Il silenzio del Cavaliere inquieta assai, soprattutto i suoi avversari

Umberto Silva

Il silenzio degli innocenti atterrisce, anche quello dei colpevoli o presunti tali. Il silenzio del Cavaliere inquieta assai. Non che i suoi nemici pensino, dopo il colpo infertogli, ch'egli stia tramando chissà quale vendetta; al contrario, temono si sia stancato di parlare e fin di governare. Addirittura congetturano che Berlusconi si sia “rotto”, come scrive il più acuto e arguto dei suoi oppositori, Michele Serra, innervosito da un silenzio che minaccia di privarlo di una preziosa spalla: ridere di qualcuno è anche ridere con qualcuno.

    Il silenzio degli innocenti atterrisce, anche quello dei colpevoli o presunti tali. Il silenzio del Cavaliere inquieta assai. Non che i suoi nemici pensino, dopo il colpo infertogli, ch'egli stia tramando chissà quale vendetta; al contrario, temono si sia stancato di parlare e fin di governare. Addirittura congetturano che Berlusconi si sia “rotto”, come scrive il più acuto e arguto dei suoi oppositori, Michele Serra, innervosito da un silenzio che minaccia di privarlo di una preziosa spalla: ridere di qualcuno è anche ridere con qualcuno. Tacendo, il Cavaliere turba i suoi detrattori ben più di quando spara battute e proclami a destra e a manca. Si sentono abbandonati; privi di quel sole che benché nero li riscalda, cadono nell'angoscia. Finché il Cavaliere parla, straparla, si esibisce, bastona, insulta e ride, anche i suoi oppositori, seppure in tono minore, parlano e straparlano, bastonano, insultano e ridono.

    Senza la sua voce
    non possono più fargli da eco e a loro volta tacciono; ma non è un aureo momento di riflessione, è un silenzio coatto, l'eco di un altrui silenzio.
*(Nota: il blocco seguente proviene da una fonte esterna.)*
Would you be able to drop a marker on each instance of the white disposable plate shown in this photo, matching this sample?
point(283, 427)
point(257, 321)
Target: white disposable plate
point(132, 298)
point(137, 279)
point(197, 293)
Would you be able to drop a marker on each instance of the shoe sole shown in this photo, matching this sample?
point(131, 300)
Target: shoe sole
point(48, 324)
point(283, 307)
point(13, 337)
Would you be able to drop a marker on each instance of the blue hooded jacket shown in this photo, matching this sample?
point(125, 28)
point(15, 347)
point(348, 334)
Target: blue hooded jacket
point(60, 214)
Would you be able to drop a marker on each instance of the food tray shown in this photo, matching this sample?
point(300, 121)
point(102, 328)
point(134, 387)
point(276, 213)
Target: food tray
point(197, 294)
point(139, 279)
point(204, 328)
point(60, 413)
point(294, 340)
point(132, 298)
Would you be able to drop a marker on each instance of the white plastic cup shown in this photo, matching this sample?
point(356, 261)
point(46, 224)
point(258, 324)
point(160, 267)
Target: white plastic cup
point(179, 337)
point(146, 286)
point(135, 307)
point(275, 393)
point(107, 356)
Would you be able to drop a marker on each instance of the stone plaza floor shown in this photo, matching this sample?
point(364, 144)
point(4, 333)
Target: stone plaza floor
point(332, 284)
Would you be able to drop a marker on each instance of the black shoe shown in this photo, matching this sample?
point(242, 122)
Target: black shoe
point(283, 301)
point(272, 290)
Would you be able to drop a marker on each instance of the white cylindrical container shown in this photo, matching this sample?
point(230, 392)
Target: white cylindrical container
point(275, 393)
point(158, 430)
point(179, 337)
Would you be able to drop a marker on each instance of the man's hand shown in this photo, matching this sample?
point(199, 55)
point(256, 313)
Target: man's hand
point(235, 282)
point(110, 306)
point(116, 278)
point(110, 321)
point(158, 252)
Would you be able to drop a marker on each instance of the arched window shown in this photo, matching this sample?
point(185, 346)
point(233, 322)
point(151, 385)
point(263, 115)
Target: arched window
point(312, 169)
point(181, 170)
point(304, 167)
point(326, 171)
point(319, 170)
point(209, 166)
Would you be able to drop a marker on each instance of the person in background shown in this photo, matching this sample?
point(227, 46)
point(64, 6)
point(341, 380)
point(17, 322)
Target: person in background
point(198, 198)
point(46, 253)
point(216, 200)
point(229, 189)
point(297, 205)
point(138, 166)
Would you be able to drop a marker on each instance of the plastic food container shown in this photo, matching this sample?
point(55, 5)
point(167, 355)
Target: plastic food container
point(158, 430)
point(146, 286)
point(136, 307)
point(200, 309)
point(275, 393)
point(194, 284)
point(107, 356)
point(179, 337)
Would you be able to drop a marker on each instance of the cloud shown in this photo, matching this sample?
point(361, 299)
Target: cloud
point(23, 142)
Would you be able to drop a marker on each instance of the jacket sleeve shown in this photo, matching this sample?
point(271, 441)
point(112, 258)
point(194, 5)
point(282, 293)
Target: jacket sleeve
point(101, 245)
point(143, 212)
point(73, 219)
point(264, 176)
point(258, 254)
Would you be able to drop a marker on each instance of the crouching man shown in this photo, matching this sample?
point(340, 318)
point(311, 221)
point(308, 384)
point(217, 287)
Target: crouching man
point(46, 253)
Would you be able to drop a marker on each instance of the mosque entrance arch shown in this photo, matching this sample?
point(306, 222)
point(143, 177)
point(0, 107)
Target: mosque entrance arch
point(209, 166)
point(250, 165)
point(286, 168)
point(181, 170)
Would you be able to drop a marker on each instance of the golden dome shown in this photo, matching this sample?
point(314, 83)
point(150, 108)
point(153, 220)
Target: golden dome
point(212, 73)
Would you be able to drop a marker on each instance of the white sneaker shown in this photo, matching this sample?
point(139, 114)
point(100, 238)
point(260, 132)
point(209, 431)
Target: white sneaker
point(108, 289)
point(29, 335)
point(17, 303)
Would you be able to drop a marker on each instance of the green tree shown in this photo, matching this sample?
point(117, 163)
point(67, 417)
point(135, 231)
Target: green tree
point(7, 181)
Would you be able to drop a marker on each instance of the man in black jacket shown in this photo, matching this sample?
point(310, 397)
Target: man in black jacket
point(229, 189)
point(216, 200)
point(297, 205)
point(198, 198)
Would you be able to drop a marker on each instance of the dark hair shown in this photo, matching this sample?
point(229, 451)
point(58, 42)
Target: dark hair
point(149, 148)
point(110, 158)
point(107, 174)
Rotto solo da un'accusa che risuona come una supplica: “Perché non parli, padrone?”. Un padrone, un padre gonfio di sé, così i ribelli si sforzano di vedere il Cavaliere e così lo combattono, ma in modo tale da costringerlo a restare in sella. Ne hanno assoluto bisogno, togli il padrone il servo che fa? Gli tocca esporsi, incontrare il rischio, i morsi della mancanza e del desiderio, la solitudine dell'impresa. Preferisce giocare di sponda: lascia le gloriose ma perigliose incombenze al padrone e si limita a spiarlo, a denigrarlo e a godere del suo godimento accontentandosi delle briciole. Briciole saporite: berlusconizzandosi, divenendo a sua volta smanioso di insozzare i sepolcri imbiancati della politica e delle istituzioni, il popolo della sinistra ha dovuto mascherarsi ai propri occhi, infittendo accuse e ostilità nei confronti del donatore insano. Fino all'aggressione fisica: la consapevolezza del debito verso un odiato padrone risulta intollerabile.

    In famiglia si brindò quando Tartaglia spaccò la faccia al Cavaliere e quell'altro gli gettò addosso il cavalletto, ma ora la notizia che il Cav. è scivolato in bagno picchiando la testa suscita apprensione. Richiama incidenti occorsi ai propri genitori in bagni magari meno lussuosi ma le piastrelle sono per tutti viscide e insidiose. Quando i desideri di morte che concernono persone care – e che pertanto sono trasposti su figure altre, – accadono nel reale, non si scherza più, più non si danza, subentra una colpevolizzazione. Ora il padrone tace, lasciando i servi in solitudine. Un'occasione: se si va oltre il sentimento di colpa il silenzio apre all'ascolto, offre occasioni d'intendimento. Suggerisce, ad esempio, che non è il caso di perdere tempo a prendersela con il Cav. o la Tav, quando la vera padrona, colei che tiranneggia, si chiama rinuncia, in una vanesia modestia.